In einem Interview mit Yeni Özgür Politika hat Kati Piri, die stellvertretende Vorsitzende der Progressiven Allianz der Sozialisten und Demokraten im Europäischen Parlament (EP) und ehemalige Berichterstatterin für die EU-Mitgliedschaft der Türkei, ihre Ansichten über die aktuellen Beziehungen der EU zur Türkei dargelegt.
Sie waren lange Zeit die Türkei-Berichterstatterin des EP. Wenn Sie den Demokratie-Score der Türkei bewerten, wie würden Sie die aktuelle Regierung beschreiben?

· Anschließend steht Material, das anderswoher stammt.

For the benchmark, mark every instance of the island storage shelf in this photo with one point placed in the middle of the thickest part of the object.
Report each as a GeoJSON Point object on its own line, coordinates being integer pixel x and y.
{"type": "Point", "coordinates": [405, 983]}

Als ich 2014 zum ersten Mal als Mitglied des Europäischen Parlaments gewählt wurde, war die Atmosphäre in Brüssel in Bezug auf die Türkei eine ganz andere als heute. Wir haben in den letzten Jahren einen rapiden Verfall der demokratischen Standards in der Türkei erlebt. Die Dinge sind schlimmer geworden. Die Gezi-Proteste waren aus meiner Sicht ein Wendepunkt. Nicht lange danach sahen wir das Scheitern der Verhandlungen zwischen der PKK und der türkischen Regierung, um eine friedliche Lösung für die kurdische Frage zu finden. Der Putschversuch im Jahr 2016 war ein weiterer Wendepunkt. Obwohl sich alle politischen Akteure einig waren, die Putschisten zu verurteilen, nutzte Erdoğan den Putschversuch als Gelegenheit, seine Macht weiter zu festigen und alle kritischen Stimmen zu unterdrücken.

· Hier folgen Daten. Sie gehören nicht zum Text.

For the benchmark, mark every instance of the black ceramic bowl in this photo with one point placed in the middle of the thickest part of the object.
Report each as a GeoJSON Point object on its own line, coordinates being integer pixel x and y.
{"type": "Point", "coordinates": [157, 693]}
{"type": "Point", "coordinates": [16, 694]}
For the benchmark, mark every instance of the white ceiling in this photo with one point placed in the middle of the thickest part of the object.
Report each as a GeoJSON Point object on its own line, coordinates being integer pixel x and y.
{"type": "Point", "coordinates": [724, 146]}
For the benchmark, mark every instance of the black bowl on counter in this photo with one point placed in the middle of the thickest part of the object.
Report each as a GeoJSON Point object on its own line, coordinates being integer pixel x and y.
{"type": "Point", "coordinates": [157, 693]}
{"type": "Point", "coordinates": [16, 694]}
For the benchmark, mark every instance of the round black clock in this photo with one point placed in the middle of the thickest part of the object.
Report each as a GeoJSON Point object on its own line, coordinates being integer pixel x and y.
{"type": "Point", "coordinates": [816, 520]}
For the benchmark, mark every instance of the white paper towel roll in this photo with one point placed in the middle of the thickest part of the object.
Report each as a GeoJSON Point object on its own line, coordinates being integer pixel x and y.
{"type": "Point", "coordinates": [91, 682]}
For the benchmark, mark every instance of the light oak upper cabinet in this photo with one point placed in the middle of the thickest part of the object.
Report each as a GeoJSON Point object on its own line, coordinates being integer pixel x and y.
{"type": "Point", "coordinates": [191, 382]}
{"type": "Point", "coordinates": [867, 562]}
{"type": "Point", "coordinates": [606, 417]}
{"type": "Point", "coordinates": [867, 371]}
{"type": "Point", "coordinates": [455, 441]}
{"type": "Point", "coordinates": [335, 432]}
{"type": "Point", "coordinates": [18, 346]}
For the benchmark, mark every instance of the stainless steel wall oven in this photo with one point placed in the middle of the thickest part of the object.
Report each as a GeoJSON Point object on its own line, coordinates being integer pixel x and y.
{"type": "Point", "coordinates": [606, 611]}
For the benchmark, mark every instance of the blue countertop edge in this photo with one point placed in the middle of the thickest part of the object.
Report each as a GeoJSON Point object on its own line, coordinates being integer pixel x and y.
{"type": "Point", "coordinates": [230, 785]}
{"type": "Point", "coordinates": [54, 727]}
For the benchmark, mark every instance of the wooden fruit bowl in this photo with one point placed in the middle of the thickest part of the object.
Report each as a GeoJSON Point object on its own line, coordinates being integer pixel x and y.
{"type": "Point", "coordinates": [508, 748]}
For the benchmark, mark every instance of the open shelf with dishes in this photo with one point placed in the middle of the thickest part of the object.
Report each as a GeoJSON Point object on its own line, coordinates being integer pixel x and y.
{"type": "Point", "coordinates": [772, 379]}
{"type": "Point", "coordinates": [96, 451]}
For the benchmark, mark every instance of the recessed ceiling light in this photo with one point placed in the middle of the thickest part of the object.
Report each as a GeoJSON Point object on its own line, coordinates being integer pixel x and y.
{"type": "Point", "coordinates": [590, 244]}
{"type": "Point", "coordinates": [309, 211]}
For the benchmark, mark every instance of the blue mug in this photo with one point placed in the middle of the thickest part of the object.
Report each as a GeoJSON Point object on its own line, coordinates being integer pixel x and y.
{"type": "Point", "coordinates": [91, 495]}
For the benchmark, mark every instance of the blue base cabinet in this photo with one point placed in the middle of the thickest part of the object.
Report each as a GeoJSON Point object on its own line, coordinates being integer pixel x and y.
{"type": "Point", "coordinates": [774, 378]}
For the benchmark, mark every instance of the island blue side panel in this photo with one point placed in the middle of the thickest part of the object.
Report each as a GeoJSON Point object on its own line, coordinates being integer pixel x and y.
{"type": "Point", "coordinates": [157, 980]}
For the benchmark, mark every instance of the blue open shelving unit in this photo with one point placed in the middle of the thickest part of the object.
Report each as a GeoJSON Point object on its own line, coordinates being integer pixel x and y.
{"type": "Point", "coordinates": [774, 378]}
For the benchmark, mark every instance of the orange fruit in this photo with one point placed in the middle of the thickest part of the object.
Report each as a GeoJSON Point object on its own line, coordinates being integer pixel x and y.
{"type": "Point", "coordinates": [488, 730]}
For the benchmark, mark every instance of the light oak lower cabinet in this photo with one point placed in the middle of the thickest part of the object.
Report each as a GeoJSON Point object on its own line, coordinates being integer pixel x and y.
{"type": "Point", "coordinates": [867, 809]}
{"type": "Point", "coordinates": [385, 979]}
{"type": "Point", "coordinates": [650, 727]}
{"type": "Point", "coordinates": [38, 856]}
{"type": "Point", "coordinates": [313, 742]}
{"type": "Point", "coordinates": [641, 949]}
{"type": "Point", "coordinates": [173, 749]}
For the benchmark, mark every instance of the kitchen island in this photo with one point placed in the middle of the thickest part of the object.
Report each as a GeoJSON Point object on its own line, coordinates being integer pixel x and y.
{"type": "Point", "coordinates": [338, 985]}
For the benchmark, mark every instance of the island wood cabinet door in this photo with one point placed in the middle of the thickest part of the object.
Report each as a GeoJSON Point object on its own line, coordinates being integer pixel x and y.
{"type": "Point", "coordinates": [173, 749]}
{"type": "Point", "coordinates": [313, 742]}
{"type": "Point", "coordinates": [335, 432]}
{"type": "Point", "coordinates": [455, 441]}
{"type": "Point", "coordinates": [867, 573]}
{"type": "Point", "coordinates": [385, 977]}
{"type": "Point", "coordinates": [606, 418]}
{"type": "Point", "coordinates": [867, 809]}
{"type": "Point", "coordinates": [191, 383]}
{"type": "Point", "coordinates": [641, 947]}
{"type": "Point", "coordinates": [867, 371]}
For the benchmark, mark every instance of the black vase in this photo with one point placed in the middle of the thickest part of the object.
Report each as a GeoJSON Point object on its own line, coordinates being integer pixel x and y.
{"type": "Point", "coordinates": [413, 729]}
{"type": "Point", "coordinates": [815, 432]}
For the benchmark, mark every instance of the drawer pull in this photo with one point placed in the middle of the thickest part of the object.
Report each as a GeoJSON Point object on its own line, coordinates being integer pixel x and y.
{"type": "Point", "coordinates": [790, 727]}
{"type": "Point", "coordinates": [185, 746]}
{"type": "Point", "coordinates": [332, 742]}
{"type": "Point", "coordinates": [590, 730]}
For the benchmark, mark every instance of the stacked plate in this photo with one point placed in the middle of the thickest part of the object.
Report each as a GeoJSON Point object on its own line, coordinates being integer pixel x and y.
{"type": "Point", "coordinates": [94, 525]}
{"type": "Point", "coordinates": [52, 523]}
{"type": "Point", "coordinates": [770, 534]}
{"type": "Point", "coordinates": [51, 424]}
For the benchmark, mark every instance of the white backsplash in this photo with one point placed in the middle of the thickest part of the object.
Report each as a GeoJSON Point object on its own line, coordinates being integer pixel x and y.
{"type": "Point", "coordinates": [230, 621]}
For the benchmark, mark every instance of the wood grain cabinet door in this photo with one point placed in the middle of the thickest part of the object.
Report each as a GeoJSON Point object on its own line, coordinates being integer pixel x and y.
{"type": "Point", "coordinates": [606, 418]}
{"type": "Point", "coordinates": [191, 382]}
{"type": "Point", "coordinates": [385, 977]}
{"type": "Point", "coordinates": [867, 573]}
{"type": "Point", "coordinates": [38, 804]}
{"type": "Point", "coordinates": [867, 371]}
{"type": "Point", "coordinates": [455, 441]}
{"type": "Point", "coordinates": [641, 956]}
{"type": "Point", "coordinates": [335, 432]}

Jetzt sehen wir die vollständige Politisierung der Justiz. Außerordentliche Befugnisse im Rahmen des Ausnahmezustands wurden in das Gesetz integriert. Die parlamentarische Kontrolle ist schwach. Erdoğan und die AKP wenden alles in ihrer Macht Stehende an, um die Demokratie weiter zu schwächen. Dazu gehört der offensichtliche Druck auf die Bürgermeisterinnen und Bürgermeister, Abgeordneten und die Mitglieder der HDP. Die Schritte, die das politisierte Verfassungsgericht unternimmt, um die HDP endgültig zu schließen, sind nicht nur zutiefst besorgniserregend, sondern auch inakzeptabel. Die türkische Regierung sollte alle Versuche stoppen, sechs Millionen Bürgerinnen und Bürger ihrer Stimme zu berauben.

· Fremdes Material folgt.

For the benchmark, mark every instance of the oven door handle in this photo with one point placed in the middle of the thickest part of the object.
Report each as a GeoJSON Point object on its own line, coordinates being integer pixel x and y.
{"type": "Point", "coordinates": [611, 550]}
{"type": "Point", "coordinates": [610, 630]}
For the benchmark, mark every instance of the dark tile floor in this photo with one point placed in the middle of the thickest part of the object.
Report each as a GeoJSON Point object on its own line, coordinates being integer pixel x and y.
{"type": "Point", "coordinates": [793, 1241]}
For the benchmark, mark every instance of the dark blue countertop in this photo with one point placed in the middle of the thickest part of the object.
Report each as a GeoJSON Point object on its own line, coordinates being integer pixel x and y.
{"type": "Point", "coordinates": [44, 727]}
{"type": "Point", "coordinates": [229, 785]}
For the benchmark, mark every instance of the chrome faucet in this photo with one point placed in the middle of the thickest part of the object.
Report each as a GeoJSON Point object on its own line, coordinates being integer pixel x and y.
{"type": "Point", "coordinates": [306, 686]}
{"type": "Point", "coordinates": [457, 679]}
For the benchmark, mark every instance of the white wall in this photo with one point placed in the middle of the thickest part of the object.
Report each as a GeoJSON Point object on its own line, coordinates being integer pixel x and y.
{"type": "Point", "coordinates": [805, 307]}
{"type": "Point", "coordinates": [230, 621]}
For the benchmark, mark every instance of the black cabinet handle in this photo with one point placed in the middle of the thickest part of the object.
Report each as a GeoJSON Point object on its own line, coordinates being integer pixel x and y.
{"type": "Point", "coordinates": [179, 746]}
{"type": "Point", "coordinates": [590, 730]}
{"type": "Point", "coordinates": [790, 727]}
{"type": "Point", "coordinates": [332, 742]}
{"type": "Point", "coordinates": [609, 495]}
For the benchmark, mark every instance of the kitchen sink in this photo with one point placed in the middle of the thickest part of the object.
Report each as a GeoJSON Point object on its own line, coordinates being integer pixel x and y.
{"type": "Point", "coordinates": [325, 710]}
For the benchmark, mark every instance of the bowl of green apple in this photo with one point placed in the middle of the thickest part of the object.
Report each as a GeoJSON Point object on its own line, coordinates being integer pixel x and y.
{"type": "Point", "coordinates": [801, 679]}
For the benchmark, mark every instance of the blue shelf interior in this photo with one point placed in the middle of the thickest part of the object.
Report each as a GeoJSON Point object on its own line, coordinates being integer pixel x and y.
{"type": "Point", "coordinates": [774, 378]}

Wie konnte die Türkei, ein Mitglied des Europarates, an den Punkt gelangen, an dem sie sich weigert, die Entscheidungen des EGMR umzusetzen? Wie würden Sie eine Regierung beschreiben, die von den demokratischen Kräften in der Türkei und den Kurden, die täglich unter Druck gesetzt werden, als diktatorisch und faschistisch bezeichnet wird?
In der Tat hat sich die Türkei eindeutig geweigert, die Entscheidung des EGMR bezüglich der sofortigen Freilassung von Osman Kavala und Selahattin Demirtaş umzusetzen. Präsident Erdoğan und Innenminister Süleyman Soylu reagierten ähnlich wie alle autokratischen Regierungen, indem sie die Entscheidung als „ausländische Intervention" bezeichneten, als sie an ihre demokratische Verantwortung erinnert wurden.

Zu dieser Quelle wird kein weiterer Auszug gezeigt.